IDEAS

A MANIFESTO

on the question of art and free expression

By Michelle Kim

How free is your brush?
Art is an activity that seeks to give shape to human emotions, beauty, and ideals. In order to be genuine, it needs full freedom of expression. The influence of art on human life promotes cultural diversity, yet it is not simply a tool to express ideas. Art often can focus people’s minds. It can solve and question difficult social relations that plague our society. Not only that, it can create new ideas and values that can go beyond conventional ones. The position is that art should provide lessons and examples to enhance human morality, that art can be aimed at cultivating the potential of a more loving and moral audience. That’s certainly very utopian and I’m sure we would all like to see this.

But there are limits to this politically and morally motivated conception of art. If we accept that art should and must be autonomous, then there is a possibility that it will violate moral standards. The goal of art is not to judge one person’s particular moral values over another’s, but to create aesthetic value. Therefore, when discussing art, it is impossible to evaluate it as right or wrong and at its purest level it has nothing to do with morality or ethics. Art should be allowed to be autonomous from trends and social customs, and should be judged only by aesthetic values.

To be really free
Artists are always plagued by existential dilemmas. Whether the art is coming from a painter, a composer, a sculptor, a novelist, or an animator, there can be pressure to conform to the "political correctness” of the times, whatever that might be at the moment. Usually, the fight between conventional dogma and anything else ends with the triumph of dogma...Art is different or so we might hope.
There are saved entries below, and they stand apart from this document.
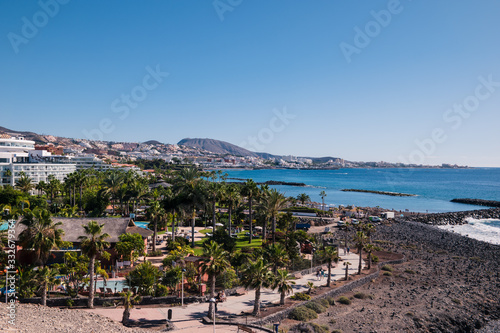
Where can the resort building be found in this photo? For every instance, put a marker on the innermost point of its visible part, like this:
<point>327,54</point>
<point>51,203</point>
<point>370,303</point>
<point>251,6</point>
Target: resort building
<point>19,156</point>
Art rarely ends up in a landslide victory on either side. It is more often preoccupied with a tug-of-war between these forces. The name art is sometimes used for magical thinking that demands that we think and behave in certain ways. A genuine and engaged art almost never conforms to societal expectations. Art is about independent thought and expression and therefore is almost always at odds with the general world.

Shout it out!
Many people believe (and a lot of them are at CCA) that the purpose of art is to cultivate the right kind of human being and to provide moral lessons and examples. This seems wrong to me. Is art supposed to be an act of purpose, a piece of sociology, a mere idea? For me, art is at its best when it has no purpose.

In short, art shouldn’t be an adjunct to education. In a free-thinking world, we have to accept both moral and immoral acts. That’s the price of freedom. And if all we get from art is morality, who’s morality is it? As these ideals change with the wind and are often mutually contradictory, we should all realize that there are no absolutes. And if so, where do they come from? I do indeed believe that there are absolutes and I think that there are both moral and immoral aspects in the world, but I also believe that it is incredibly vital to the health of our world that the artist be free and not subjugated to the rules and expectations of a kind of morality police.

We need more from the world that just an idea and art provides a vital part of that.